Graphical Condition for Identification in recursive SEM

The paper concerns the problem of predicting the effect of actions or interventions on a system from a combination of (i) statistical data on a set of observed variables, and (ii) qualitative causal knowledge encoded in the form of a directed acyclic graph (DAG). The DAG represents a set of linear equations called Structural Equations Model (SEM), whose coefficients are parameters representing direct causal effects. Reliable quantitative conclusions can only be obtained from the model if the causal effects are uniquely determined by the data. That is, if there exists a unique parametrization for the model that makes it compatible with the data. If this is the case, the model is called identified. The main result of the paper is a general sufficient condition for identification of recursive SEM models.

💡 Research Summary

The paper tackles the fundamental problem of causal effect identification in linear structural equation models (SEMs) when researchers have access to (i) statistical data on observed variables and (ii) qualitative causal knowledge encoded as a directed acyclic graph (DAG). In a recursive (acyclic) SEM each variable is expressed as a linear combination of its parent variables plus an error term, and the coefficients of these linear relationships are the structural parameters that represent direct causal effects. A model is said to be identified if the observed covariance matrix uniquely determines all structural parameters; otherwise, any inference about causal effects is ambiguous.

Existing sufficient conditions for identification include the classic back‑door criterion, instrumental variable (IV) methods, and the more recent half‑trek criterion. While powerful, each of these approaches applies only to a restricted class of graphs: the back‑door criterion requires a set of covariates that blocks all non‑causal paths, IV methods need an external variable that influences the treatment but not the outcome except through the treatment, and half‑trek demands a particular pattern of treks that is not always present. Consequently, many realistic DAGs remain outside the reach of these methods.

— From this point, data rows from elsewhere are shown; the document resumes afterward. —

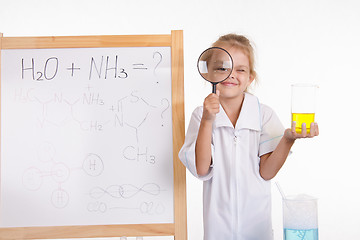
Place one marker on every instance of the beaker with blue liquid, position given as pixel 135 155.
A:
pixel 300 218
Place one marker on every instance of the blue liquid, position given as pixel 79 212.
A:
pixel 294 234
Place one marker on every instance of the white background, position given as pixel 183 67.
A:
pixel 295 41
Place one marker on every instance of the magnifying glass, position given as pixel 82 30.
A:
pixel 215 65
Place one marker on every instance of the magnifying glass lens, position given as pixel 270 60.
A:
pixel 215 65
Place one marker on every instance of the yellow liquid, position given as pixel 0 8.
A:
pixel 300 118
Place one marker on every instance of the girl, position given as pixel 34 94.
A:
pixel 236 145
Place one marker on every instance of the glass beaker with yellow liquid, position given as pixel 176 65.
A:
pixel 303 105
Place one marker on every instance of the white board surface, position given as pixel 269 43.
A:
pixel 86 137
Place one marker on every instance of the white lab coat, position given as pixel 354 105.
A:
pixel 236 199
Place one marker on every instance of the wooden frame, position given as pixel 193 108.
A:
pixel 179 228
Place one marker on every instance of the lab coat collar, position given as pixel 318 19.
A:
pixel 249 116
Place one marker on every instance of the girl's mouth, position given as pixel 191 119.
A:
pixel 230 84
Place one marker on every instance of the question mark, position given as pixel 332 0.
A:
pixel 159 54
pixel 168 105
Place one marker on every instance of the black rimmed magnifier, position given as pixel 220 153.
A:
pixel 215 65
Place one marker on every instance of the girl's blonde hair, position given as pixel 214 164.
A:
pixel 243 43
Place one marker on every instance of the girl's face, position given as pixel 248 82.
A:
pixel 236 84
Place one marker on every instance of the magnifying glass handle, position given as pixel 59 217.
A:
pixel 214 87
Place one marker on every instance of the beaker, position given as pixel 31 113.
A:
pixel 300 218
pixel 303 105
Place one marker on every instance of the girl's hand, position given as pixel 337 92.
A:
pixel 211 106
pixel 291 134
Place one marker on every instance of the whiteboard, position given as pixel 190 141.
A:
pixel 80 137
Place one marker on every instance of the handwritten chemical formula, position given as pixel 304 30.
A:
pixel 83 126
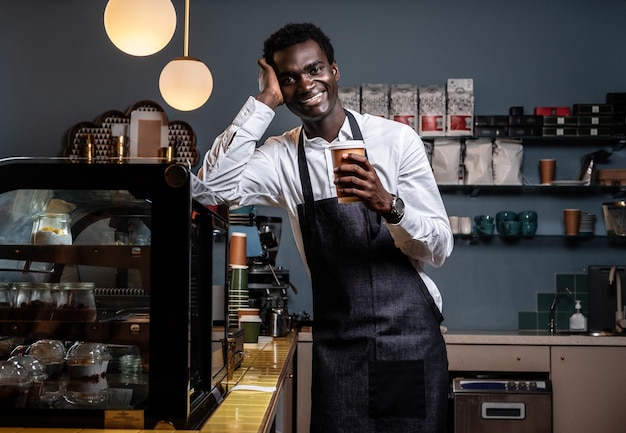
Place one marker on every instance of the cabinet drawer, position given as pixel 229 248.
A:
pixel 471 357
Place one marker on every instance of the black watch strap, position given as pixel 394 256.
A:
pixel 397 211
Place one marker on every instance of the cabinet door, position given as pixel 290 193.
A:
pixel 588 388
pixel 470 357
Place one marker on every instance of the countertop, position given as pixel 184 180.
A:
pixel 532 338
pixel 250 404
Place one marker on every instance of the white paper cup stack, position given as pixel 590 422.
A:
pixel 587 224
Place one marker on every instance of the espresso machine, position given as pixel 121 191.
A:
pixel 268 284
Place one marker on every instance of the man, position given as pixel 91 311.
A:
pixel 379 360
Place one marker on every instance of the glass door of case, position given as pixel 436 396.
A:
pixel 107 273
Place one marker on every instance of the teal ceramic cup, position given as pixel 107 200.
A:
pixel 503 216
pixel 528 228
pixel 485 224
pixel 511 228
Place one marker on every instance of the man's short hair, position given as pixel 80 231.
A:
pixel 296 33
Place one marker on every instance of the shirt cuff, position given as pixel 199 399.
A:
pixel 254 117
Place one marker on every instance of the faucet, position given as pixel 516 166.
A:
pixel 616 278
pixel 552 322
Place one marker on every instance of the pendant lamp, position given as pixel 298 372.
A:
pixel 185 82
pixel 140 27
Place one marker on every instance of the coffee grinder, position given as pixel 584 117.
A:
pixel 268 283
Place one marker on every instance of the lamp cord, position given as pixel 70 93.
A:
pixel 186 42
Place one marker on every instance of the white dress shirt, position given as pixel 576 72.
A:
pixel 235 171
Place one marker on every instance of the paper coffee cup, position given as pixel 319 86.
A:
pixel 338 150
pixel 547 168
pixel 237 254
pixel 251 326
pixel 571 218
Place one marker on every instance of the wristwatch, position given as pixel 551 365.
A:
pixel 397 211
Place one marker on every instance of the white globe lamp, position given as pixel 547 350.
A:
pixel 140 27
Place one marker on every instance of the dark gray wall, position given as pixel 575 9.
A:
pixel 58 68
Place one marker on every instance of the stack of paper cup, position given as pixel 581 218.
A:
pixel 237 255
pixel 238 289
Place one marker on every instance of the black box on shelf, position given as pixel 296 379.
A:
pixel 524 131
pixel 591 131
pixel 595 121
pixel 593 109
pixel 491 131
pixel 560 132
pixel 616 98
pixel 560 121
pixel 496 120
pixel 525 120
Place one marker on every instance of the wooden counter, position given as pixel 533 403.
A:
pixel 251 403
pixel 531 337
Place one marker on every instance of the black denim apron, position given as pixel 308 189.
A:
pixel 379 359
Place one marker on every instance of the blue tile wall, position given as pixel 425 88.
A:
pixel 538 320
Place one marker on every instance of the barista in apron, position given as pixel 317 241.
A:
pixel 379 359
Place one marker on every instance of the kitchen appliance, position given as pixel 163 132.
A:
pixel 615 218
pixel 502 405
pixel 603 297
pixel 153 255
pixel 268 284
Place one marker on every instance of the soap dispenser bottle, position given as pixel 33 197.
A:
pixel 577 321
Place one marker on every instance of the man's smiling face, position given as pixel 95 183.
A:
pixel 307 81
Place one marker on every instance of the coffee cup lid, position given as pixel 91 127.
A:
pixel 348 144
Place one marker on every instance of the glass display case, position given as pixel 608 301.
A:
pixel 107 278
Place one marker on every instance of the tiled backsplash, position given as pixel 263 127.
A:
pixel 538 320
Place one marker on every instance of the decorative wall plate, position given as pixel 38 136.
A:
pixel 113 123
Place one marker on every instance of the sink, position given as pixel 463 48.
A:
pixel 593 333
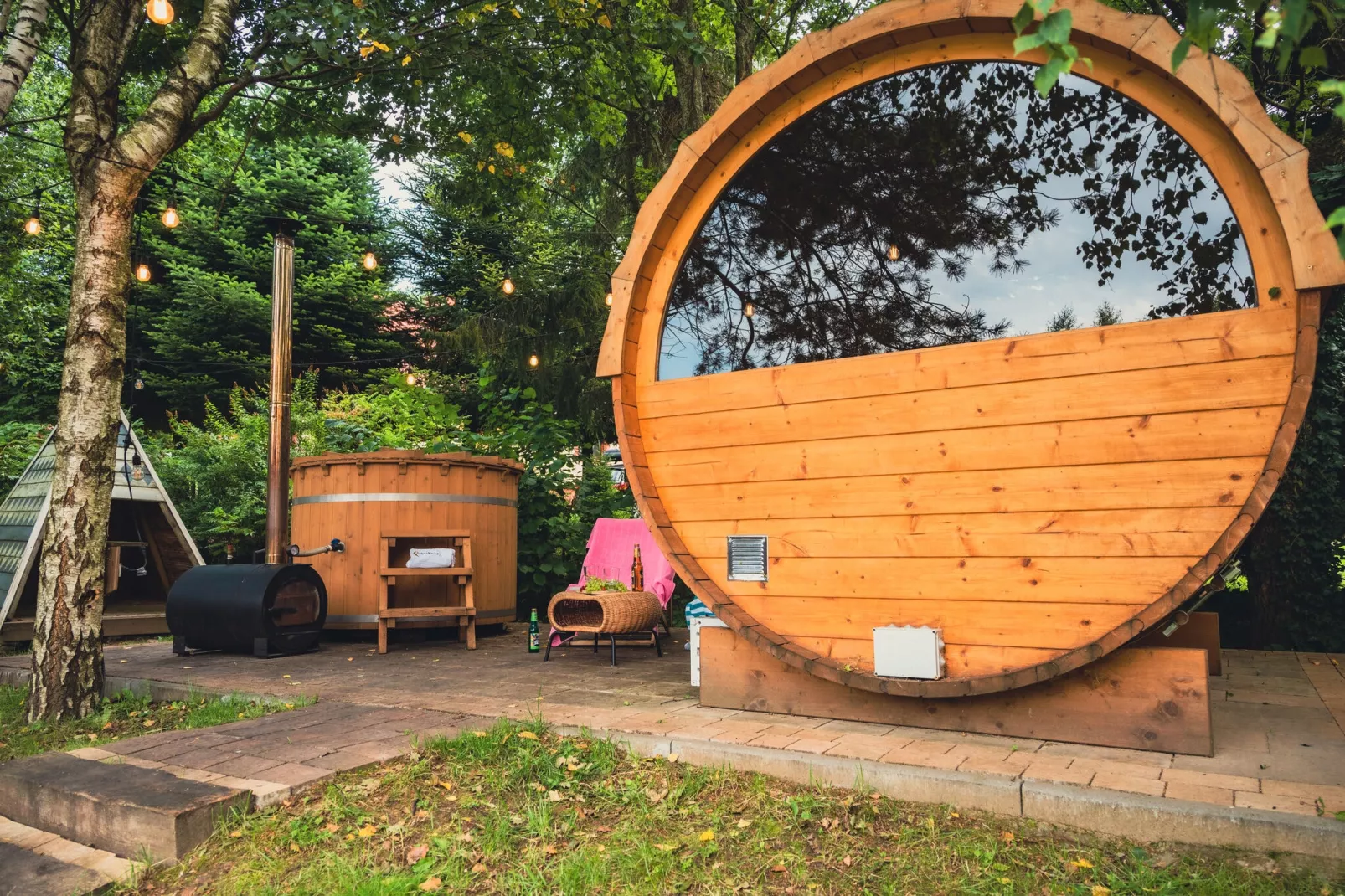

The authors propose a new, more general graphical condition—called the Graphical Condition for Identification (GCI). For any target variable Y, GCI seeks a set of auxiliary variables Z that satisfies two graphical requirements: (1) Z d‑separates Y from its parent set Pa(Y), thereby blocking every back‑door path that could introduce confounding; and (2) Z maintains at least one directed (forward) path to Y, ensuring that Z carries enough variation to identify the coefficients linking Pa(Y) to Y. In other words, Z must be a valid “instrument” for the whole parent set, not just for a single variable, and the condition does not rely on the bow‑free assumption (the absence of simultaneous direct and reciprocal effects).

The main theoretical contribution is Theorem 1, which proves that if such a Z exists, the mapping from the structural parameters θ to the observable covariance matrix Σ is injective. The proof combines linear algebra (expressing the SEM as X = B X + ε, where B contains the unknown coefficients) with graph‑theoretic d‑separation arguments. By showing that the submatrix of (I − B) corresponding to Y and Pa(Y) is invertible when the two GCI requirements hold, the authors establish that the coefficients can be solved uniquely from Σ.

To make GCI practical, the paper presents Algorithm 1, an automated procedure that searches the DAG for a suitable Z for each endogenous variable. The algorithm proceeds in three stages: (i) generate candidate subsets of observed variables, (ii) test each candidate for the back‑door blocking property using standard d‑separation checks, and (iii) verify the forward‑path condition via a maximum‑matching computation on a bipartite representation of directed paths. The overall computational complexity is O(|V|³), which is feasible for graphs with hundreds of nodes.

Empirical evaluation covers three categories of data: (a) benchmark Bayesian networks such as Alarm and Asia, (b) synthetically generated random DAGs ranging from 50 to 200 nodes, and (c) a real‑world social‑science survey dataset. Across all experiments, GCI identifies models that are declared non‑identifiable by back‑door, IV, or half‑trek criteria. In large random graphs, the algorithm typically finds a Z set of size 2–3, and the resulting parameter estimates have mean‑squared error reductions of 30 % or more compared with the best competing method. Runtime measurements confirm that the algorithm runs in seconds for 200‑node graphs, demonstrating scalability.

The paper concludes by highlighting the broader implications of GCI. First, it provides a unified graphical test that subsumes many earlier identification criteria, allowing researchers to assess identifiability directly from the causal graph without ad‑hoc reasoning. Second, the automated search eliminates the need for manual selection of instruments or covariates, which is especially valuable in high‑dimensional applications. Third, although the current development is limited to linear recursive SEMs, the authors argue that the underlying graphical logic can be extended to non‑linear models, models with latent variables, or even to cyclic systems with appropriate modifications. Future work is outlined to (i) generalize GCI to models with feedback loops, (ii) handle partially observed graphs where some edges are uncertain, and (iii) integrate Bayesian priors on the graph structure to guide the search for Z. In sum, the Graphical Condition for Identification offers a powerful, general, and computationally tractable tool for guaranteeing that causal effect estimates derived from SEMs are uniquely determined by the available data and prior causal knowledge.